C’est cette lente descente aux enfers, pour eux deux et le fils (Alex Lutz), qui est radiographiée dans un film qui nous happe tel un cauchemar dont on ne sait pas s’extraire.

lundi 24 octobre 2022

BD - Le meilleur de Métal Hurlant


Métal Hurlant teste le « C’était mieux avant ». La revue, en renaissant, alterne les numéros bourrés de nouveautés avec ceux qui reprennent les grands classiques de cet âge d’or de la BD futuriste. 


Ce numéro 4 est particulièrement remarquable avec de véritables pépites. Du très connu avec Exterminateur 17 de Bilal ou L’homme est-il bon de Moebius mais aussi des redécouvertes d’auteurs remarquables comme Nicole Claveloux, Chantal Montellier, Macedo, Keleck ou Jean-Michel Nicollet. Que du beau monde.

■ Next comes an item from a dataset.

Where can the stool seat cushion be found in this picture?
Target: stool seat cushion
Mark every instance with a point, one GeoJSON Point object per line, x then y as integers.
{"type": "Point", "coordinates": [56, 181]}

« Métal Hurlant » (n° 4), Les Humanoïdes Associés, 19,95 €


DVD - A la découverte du "Limbo"


Certains films ont tout pour intriguer. Limbo de Ben Sharrock interpelle par l’association de plusieurs facteurs normalement peu compatibles. Ou du moins rarement vus ensemble. Sur une petite île au nord de l’Écosse, des réfugiés tentent de survivre. Parmi eux, Omar (Amir El-Masry), venu de Syrie, ne quitte jamais son oud soigneusement rangé dans son étui. De la musique orientale sur les terres froides et ventées des Hébrides ? Le cocktail se révèle au final plus que savoureux. Après des mois de galère et de prise de risque notamment en Méditerranée, le film raconte le quotidien morne et triste de quatre réfugiés, hébergés sur cette île quasi déserte essentiellement peuplée de moutons. Ils attendent une hypothétique réponse à leur demande d’asile. Omar, séparé de sa famille, n’arrive plus à jouer de son instrument. Pourtant dans son pays il était un virtuose. Comment se reconstruire ? Pourquoi vouloir une seconde vie, Limbo (L’atelier d’images) apporte plus que des réponses, c’est une véritable philosophie de la résilience qui est mise en pratique dans une histoire finalement universelle. 

dimanche 23 octobre 2022

BD - La nounou des garnements


Astrid Bromure est une petite fille privilégiée. Dans ce monde imaginaire dû au talent de Fabrice Parme, ses parents, très riches, doivent supporter le reste de la famille, très dépensière. Un repas entre les deux frères (le papa d’Astrid et le gérant de l’usine de biscuit) oblige le premier à trou- ver une baby sitter. 


Mais Astrid (et ses cousins), sont pleins de ressources pour la faire craquer. Une BD aussi fraîche que classique, avec des garnements très dissipés et une nounou, guère plus âgée, mais déterminée.